Can Someone explain VCA faders to me please?

Kids these days…

No, VCAs are not about summing and summing engines.

VCAs are about control.
Film orchestra example:

Orchestra recording, when mixing I want to be able to set all the tracks individually, but at the same time balance 1st violins, 2nd violins, violas, cellos, contrabass and decca tree. And I may also need to control the 1st, 2nd and violas as a unit, and cellos and contras as another, and ALSO. Control the level of the recorded contra basses together with the overdubbed synth bass, but I obviously want to keep the actual sounds separate as they go to different stems but the control needs to be related.
Mixing it down to many groups is unecessary and limiting. I may need one strings stem and one synth stem so I don’t want them mixed. But I DO need the control.

Pop example:
Bgvox, I want to be able to control the BGvox on one fader, but the processing may be widely different, and I do not want to limit myself artistically by mixing them down using a group.
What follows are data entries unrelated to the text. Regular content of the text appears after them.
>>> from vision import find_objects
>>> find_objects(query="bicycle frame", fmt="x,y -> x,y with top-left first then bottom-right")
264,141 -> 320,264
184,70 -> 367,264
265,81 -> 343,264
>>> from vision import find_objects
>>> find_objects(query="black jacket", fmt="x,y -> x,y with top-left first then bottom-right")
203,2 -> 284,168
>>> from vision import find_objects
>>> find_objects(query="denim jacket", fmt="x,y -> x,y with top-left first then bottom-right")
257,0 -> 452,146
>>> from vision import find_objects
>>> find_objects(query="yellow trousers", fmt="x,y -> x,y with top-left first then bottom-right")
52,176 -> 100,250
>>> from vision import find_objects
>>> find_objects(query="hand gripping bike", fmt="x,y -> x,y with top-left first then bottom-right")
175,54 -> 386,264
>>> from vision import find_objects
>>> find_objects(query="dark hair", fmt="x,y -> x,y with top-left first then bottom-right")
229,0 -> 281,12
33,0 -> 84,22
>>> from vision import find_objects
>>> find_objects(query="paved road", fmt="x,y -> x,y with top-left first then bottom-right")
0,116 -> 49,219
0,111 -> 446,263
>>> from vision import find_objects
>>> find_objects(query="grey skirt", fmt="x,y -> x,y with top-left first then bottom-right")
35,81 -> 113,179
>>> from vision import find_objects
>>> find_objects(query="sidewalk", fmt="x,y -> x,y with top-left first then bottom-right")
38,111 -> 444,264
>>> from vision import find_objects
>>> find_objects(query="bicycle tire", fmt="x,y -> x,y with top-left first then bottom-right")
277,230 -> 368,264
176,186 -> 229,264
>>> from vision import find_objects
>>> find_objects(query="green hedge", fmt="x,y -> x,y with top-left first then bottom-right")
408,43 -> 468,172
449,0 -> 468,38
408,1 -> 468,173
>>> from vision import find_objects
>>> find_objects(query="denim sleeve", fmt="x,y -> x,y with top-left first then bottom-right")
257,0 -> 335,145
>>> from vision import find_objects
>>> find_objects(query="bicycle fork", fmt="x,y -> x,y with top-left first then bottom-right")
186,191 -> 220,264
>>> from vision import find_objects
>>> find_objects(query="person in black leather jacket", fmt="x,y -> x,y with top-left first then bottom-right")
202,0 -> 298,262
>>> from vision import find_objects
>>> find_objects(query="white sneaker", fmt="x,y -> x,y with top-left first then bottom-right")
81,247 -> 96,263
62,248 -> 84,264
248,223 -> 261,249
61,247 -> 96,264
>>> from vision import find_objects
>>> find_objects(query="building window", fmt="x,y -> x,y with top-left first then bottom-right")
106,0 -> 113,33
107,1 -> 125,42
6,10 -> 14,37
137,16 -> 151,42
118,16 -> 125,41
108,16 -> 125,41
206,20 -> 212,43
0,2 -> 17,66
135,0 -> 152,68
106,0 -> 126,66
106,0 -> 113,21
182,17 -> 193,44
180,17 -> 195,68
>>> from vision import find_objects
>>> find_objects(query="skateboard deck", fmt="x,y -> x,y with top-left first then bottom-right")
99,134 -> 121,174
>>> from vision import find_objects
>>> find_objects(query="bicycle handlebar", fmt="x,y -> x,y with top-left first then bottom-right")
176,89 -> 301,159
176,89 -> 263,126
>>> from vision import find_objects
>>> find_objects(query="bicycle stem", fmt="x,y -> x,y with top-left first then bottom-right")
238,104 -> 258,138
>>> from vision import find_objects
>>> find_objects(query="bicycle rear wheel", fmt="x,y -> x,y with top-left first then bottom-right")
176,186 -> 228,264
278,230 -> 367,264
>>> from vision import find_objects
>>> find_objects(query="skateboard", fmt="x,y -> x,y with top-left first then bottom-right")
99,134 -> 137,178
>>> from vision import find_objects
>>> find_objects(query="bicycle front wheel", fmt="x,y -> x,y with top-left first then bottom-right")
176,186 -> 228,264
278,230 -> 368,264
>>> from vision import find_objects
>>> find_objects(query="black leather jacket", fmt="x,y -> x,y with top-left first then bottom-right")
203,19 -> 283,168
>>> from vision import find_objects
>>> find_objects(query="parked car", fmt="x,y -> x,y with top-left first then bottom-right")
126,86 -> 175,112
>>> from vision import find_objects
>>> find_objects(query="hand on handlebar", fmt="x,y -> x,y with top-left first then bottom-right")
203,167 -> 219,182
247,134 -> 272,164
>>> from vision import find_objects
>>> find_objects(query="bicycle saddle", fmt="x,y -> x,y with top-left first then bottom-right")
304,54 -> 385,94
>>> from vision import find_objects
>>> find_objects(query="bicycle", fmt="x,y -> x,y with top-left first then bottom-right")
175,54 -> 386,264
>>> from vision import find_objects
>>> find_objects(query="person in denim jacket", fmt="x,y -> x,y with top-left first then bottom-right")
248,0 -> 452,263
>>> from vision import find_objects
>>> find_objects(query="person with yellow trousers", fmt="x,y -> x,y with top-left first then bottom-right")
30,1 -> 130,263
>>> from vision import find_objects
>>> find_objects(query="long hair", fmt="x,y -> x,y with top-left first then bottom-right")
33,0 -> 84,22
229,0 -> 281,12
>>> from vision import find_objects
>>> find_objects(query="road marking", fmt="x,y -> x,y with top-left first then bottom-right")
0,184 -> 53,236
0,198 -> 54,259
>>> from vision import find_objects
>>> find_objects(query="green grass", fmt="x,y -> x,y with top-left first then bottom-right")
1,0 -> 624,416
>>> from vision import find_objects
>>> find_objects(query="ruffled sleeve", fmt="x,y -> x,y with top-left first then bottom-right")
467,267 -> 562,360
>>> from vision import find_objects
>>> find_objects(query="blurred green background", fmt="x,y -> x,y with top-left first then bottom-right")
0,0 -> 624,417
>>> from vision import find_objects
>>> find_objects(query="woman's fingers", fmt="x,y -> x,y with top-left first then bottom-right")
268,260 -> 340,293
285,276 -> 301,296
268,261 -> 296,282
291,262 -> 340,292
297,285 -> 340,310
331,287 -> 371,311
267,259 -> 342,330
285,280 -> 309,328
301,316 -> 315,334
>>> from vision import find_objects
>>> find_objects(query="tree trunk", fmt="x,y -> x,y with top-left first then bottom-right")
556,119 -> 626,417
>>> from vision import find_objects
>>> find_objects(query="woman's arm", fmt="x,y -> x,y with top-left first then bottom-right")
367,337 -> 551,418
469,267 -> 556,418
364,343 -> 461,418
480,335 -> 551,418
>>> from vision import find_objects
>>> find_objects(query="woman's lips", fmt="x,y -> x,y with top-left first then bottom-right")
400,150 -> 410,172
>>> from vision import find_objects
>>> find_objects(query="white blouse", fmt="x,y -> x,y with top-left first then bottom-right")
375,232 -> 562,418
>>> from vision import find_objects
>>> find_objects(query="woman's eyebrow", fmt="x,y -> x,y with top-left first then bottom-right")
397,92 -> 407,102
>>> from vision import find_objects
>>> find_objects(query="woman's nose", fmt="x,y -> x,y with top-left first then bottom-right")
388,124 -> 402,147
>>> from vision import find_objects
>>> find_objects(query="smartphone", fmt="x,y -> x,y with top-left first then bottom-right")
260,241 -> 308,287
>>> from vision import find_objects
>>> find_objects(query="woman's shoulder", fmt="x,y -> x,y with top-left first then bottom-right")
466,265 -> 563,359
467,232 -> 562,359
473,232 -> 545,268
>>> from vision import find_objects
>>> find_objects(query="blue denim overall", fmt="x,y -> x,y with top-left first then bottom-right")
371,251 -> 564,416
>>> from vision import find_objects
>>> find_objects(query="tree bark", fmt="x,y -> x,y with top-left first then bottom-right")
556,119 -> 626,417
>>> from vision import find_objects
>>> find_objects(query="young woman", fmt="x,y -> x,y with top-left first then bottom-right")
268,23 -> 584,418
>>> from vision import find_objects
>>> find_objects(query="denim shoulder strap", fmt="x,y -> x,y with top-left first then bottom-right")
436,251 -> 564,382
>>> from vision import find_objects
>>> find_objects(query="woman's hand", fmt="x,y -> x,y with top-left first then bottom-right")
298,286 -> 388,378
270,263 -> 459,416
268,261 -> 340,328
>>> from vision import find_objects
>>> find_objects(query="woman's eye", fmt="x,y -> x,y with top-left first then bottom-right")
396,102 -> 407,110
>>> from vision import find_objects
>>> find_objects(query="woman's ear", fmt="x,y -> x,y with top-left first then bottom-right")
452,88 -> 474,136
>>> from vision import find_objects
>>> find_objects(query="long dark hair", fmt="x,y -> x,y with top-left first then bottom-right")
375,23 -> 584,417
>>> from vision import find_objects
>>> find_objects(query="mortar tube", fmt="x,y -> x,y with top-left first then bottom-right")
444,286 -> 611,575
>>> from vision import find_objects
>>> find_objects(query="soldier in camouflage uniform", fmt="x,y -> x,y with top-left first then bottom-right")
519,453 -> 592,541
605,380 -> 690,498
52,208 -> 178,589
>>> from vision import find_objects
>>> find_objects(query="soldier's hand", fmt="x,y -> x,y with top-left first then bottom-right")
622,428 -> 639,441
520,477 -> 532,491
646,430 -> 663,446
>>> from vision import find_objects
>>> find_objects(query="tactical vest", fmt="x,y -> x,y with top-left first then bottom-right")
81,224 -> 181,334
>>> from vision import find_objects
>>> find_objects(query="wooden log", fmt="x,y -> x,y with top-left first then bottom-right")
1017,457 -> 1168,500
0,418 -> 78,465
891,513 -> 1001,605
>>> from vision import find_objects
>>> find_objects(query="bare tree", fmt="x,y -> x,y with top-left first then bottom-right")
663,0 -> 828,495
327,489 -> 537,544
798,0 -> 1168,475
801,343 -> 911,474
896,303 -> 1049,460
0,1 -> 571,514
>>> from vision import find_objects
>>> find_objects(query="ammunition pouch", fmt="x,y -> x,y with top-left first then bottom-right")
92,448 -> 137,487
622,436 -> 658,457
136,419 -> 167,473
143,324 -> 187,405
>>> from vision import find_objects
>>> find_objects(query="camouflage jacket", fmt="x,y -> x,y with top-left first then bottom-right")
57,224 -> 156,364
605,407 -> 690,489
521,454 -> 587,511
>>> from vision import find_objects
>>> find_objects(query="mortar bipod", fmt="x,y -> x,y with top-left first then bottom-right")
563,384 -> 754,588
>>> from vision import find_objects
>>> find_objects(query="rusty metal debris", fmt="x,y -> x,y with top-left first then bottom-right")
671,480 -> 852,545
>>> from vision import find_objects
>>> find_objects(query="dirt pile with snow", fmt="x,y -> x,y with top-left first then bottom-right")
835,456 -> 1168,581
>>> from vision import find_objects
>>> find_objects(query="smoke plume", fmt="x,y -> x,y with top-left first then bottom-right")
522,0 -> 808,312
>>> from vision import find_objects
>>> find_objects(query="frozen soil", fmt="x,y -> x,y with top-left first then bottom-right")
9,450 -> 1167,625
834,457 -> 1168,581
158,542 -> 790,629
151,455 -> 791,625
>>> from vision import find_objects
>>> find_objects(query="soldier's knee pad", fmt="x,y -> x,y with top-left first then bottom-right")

I may also want to control the level of the BGvox together with the synth vocoder so the balance stays the same, but I do not want to mix them.

I may want to control the level of all thrums, acoustic and electronic at the same time, but without mixing them.

And no, links and groups does not do the same thing. You may think it does, but it does not.

Maybe it’s only old farts like me that have used real large scale hardware consoles that all had VCAs that fully appreciate the functionality, and if it is true that it is coming in the next gen release, I will be very happy.

I promise that when you truly understand VCAs, you do not want to mix without them (although you can, I have made it without them for a long time, but have missed them all the time).
VCAs is one of the few things I envy the implementation of in PT.